“Mengakibatkan tidak terlaksananya tata kelola pengusahaan pertambangan yang baik sehingga berdampak pada kerusakan lingkungan di Provinsi Kepulauan Bangka Belitung,” ucap jaksa.
Pada kenyataannya RKAB yang disetujui tersebut hanya formalitas untuk mengakomodir pengambilan dan pengelolaan bijih timah secara ilegal dari wilayah IUP PT Timah TBK. Perusahaan pemilik IUJP yang bermitra dengan PT Timah kemudian leluasa melakukan penambangan secara ilegal dan melakukan transaksi jual beli bijih timah kepada PT Timah selaku pemegang IUP.
Padahal, seharusnya PT Timah tidak membeli bijih timah dari wilayah yang sudah dimiliki IUP-nya sendiri. Terlebih, jaksa menyebut Suranto menerima fasilitas berupa hotel dan transport daro PT Stanindo Inti Perkasa.

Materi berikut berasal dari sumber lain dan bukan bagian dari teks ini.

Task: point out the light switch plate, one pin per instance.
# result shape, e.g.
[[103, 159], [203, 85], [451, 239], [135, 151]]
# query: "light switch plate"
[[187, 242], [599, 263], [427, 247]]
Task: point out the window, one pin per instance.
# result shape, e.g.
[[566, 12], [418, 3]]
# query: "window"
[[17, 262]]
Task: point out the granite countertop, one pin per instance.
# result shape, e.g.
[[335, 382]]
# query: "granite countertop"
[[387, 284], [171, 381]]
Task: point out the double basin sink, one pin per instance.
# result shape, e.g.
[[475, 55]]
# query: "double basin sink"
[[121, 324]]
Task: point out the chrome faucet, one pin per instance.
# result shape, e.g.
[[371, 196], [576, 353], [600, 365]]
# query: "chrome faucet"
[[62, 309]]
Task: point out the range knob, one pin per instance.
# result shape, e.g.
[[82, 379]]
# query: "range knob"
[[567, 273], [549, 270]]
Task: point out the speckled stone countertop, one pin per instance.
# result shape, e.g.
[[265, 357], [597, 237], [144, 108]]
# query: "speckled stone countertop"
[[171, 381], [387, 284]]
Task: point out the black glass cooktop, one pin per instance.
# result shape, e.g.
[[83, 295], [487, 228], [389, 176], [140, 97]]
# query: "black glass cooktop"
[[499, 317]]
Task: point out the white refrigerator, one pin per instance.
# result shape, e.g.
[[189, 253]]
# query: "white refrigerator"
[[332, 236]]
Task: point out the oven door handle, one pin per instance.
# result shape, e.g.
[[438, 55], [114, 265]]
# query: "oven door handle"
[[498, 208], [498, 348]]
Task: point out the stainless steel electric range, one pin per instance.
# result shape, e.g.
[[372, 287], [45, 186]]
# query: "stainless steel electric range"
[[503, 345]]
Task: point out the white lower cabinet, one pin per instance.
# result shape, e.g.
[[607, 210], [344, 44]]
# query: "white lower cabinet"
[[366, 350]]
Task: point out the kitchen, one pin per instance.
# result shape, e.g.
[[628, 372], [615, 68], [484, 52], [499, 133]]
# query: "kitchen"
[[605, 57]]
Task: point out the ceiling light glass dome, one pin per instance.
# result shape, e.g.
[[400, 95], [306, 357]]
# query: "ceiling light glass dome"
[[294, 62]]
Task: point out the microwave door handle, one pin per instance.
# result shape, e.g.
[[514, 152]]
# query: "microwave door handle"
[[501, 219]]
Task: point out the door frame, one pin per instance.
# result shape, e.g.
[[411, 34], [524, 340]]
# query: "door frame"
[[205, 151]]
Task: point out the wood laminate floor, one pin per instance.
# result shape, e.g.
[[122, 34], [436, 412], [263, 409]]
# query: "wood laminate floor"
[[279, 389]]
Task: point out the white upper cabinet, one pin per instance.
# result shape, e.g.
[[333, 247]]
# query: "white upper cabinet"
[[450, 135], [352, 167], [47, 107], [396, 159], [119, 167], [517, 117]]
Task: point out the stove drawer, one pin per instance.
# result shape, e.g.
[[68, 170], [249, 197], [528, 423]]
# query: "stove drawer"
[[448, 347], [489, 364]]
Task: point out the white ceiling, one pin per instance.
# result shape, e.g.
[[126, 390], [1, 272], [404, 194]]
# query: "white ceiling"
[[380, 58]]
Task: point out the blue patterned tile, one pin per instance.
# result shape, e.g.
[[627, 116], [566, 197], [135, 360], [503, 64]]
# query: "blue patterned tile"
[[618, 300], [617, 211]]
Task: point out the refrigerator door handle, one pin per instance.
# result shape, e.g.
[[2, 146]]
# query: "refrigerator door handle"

Sedangkan Amir Syahbana tercatat sebagai salah satu penerima keuntungan yang besarnya mencapai Rp325,9 juta.
Suranto bersama dua pejabat ESDM lainnya Rusbani dan Amir Syahbana dituding telah melakukan pembiaran atas kegiatan penambangan illegal di Wilayah IUP PT Timah, Tbk.
Hal ini membuat para tersangka lain dalam kasus ini leluasa mengeruk timah dan menjualnya kembali ke TINS. Mereka adalah Suparta, Reza Andriansyah dan Harvey Moeis dari PT Refined Bangka Tin; Robert Indarto dari PT Sariwiguna Binasentosa; serta Tamron, Achmad Albani, Buyung, dan Hasan Tjhie dari CV Venus Inti Perkasa.
Selain itu, Suwito Gunawan dan MB Gunawan pada PT Stanindo Inti Perkasa; serta Hendry Lie, Fandy Lingga, dan Rosalina pada PT Tinindo Internusa.